ΔG° = -2.303RT log KC (7)
where, ΔG° is the free energy change of the complex in KJ mol-1, R is the gas constant (1.987 cal mol-1 deg-1), T is temperature in Kelvin and Kc is the association constant of drug-acceptor complexes.
Spectroscopic studies of free donor and formed complexes were carried out to determine the structure of complexes. The IR spectra (Figure 5) were recorded using KBr discs and 1H NMR spectra were measured at room temperature in MeOD. The IR spectra of LAM shows characteristic peak of -NH2 at 3350 cm-1 which shift to 3450, 3448 and 3215 cm-1 in LAM complexes with TCNQ, BTB and PA respectively, confirming that the interaction has occurred at -NH2 site. The infrared frequencies and band assignments are given in Table 7 and the chemical shift values for the detected peaks are mentioned in Table 8. On the basis of spectroscopic data, the proposed chemical structure of LAM complexes with TCNQ, BTB and PA are given in Figure 6.

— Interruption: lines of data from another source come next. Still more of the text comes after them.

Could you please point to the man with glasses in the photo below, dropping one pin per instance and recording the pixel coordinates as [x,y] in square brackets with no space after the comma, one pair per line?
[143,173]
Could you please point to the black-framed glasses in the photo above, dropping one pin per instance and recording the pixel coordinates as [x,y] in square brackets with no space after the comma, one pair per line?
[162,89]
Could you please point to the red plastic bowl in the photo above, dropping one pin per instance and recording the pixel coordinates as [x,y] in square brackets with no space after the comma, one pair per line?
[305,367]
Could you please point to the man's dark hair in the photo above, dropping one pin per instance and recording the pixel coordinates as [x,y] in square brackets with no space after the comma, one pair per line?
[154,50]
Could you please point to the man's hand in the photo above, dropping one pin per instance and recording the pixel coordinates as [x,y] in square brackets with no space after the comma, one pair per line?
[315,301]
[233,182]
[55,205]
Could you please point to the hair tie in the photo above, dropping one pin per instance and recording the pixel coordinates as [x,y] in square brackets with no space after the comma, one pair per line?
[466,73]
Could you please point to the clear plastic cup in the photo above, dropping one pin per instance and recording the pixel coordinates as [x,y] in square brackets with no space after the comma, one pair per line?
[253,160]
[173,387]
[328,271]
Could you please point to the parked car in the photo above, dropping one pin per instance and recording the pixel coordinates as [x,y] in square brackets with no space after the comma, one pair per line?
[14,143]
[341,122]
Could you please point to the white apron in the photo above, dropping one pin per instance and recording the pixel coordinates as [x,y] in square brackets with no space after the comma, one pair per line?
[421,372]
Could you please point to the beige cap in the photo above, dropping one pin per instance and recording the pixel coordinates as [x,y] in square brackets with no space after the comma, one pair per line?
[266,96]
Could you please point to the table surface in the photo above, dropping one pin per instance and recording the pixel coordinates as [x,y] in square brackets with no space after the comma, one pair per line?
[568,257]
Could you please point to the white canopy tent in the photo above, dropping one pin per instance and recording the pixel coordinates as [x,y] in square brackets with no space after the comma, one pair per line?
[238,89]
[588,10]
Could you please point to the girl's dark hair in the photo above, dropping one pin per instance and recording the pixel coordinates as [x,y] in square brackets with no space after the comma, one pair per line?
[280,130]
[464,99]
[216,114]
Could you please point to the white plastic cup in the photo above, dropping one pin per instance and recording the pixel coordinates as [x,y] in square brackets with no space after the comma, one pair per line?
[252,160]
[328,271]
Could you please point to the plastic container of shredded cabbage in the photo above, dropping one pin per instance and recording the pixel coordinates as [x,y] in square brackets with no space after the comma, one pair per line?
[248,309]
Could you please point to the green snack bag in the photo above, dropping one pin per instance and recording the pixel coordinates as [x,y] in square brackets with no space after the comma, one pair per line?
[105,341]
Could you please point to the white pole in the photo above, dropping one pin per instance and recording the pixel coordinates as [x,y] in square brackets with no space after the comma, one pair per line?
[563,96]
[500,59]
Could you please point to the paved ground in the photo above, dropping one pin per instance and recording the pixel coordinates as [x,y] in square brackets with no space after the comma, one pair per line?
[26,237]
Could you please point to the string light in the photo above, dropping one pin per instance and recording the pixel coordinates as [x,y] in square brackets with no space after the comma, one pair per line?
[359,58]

|1440||1462, 1440||1460||1460||ν(C-H) deformation|
|1157||1163||1163||1159||ν(C-H) in plane|
Table 7: Infrared frequencies and their assignments.

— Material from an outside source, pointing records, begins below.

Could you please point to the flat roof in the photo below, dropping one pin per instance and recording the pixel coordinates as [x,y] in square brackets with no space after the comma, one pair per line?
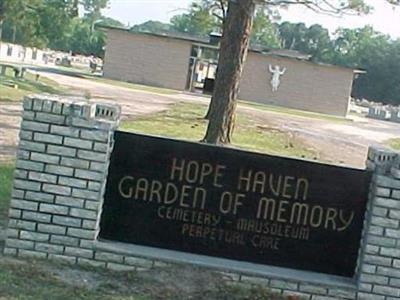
[283,53]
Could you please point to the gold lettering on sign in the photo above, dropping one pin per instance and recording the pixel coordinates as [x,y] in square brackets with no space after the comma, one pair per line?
[288,187]
[305,214]
[186,196]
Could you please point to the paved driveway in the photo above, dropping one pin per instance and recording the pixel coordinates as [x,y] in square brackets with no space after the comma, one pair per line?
[341,143]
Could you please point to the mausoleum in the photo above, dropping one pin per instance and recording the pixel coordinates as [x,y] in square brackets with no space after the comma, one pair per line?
[279,77]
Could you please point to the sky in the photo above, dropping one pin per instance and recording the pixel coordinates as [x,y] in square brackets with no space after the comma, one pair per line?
[383,18]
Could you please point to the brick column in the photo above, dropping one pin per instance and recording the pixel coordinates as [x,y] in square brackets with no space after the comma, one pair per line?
[379,271]
[61,170]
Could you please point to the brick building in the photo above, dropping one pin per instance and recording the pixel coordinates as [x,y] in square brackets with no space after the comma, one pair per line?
[186,63]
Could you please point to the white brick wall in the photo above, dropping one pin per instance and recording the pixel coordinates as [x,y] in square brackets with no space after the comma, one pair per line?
[60,176]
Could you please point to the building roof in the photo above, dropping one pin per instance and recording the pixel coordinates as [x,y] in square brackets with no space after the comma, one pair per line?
[285,53]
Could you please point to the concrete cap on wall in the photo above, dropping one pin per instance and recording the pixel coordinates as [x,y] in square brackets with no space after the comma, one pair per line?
[381,159]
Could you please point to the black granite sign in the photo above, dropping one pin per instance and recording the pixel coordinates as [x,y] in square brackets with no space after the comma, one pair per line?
[234,204]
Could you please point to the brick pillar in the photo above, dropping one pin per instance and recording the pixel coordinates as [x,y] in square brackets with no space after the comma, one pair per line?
[61,170]
[379,271]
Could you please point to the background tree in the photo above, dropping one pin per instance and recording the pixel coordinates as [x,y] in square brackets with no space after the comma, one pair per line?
[313,40]
[264,32]
[203,17]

|(s, NH2)||δ 4.83||δ 4.56||δ 4.52||δ 4.56|
|(m, arayl)||δ 7.34-7.66||δ 7.40-7.73||δ 6.94-7.67||δ 7.34-7.71|
|(d, 4CH3)||-||-||δ 0.991||-|
|(s, CH3)||-||-||δ 1.99||-|
|(s, CH3)||-||-||δ 2.13||-|
|(m, 2CH)||-||-||δ 3.29||-|
Table 8: 1H NMR spectra.
Advantages over reported methods
For the determination of LAM several techniques have been applied. A number of articles have been published for its determination in bulk drug, commercial formulations, biological and clinical samples. Recently, different reported spectrophotometric methods have been compared by vinay et al.  with their reported methods. Almost all of the previously reported methods are relatively less sensitive, time consuming or require the expensive reagents. In comparison, present study describe simple and more sensitive UV/ visible method based on the formation of charge transfer complexes of LAM with easily available reagents like TCNQ, BTB and PA. Simple methodology is applied and results are calculated without employing any complicated equations. Moreover, none of the reported methods explicate the spectral characters of LAM and its complexes. Here, we reported the oscillator’s strength, dipole moment, ionization potential, energy of complexes, resonance energy, association constant and Gibb’s free energy changes and constructed the Benesi-Hildebrand plot in each case. The interday and intraday precision and percent recovery values were evaluated. Results of analysis were validated successfully. These methods were successfully applied for the determination of LAM in pharmaceutical formulations. Commonly present excipients did not show interference during analysis. Solid charge transfer complexes were synthesized and characterized by IR and 1H NMR spectroscopy.
The aim of present study was
• Development of charge transfer complexes of LAM with TCNQ, BTB and PA.
• Application of developed complexes for the UVspectrophotometric determination of LAM in bulk and its formulation.
The investigation comprised the determination of its spectral characteristics including oscillator’s strength, dipole moment, ionization potential, energy of complexes, resonance energy, association constant and Gibb’s free energy changes. Benesi-Hildebrand plots for each complex have been constructed. Also, the solid CT complexes were synthesized and characterized by IR and 1H-NMR spectroscopy. Further, LAM was determined in bulk and its formulation by means of charge transfer complexes. Calibration graphs plotted between absorbance verses concentration of LAM were found to be linear within the limit of Beer’s law with correlation coefficient greater than 0.998. The assay results were in good agreement with the label claim. Commonly present excipients did not found to interfere during the assay.
The author Mrs Saeeda Nadir Ali is grateful to Higher Education Commission, Pakistan for providing Indigenous Scholarship for this research work.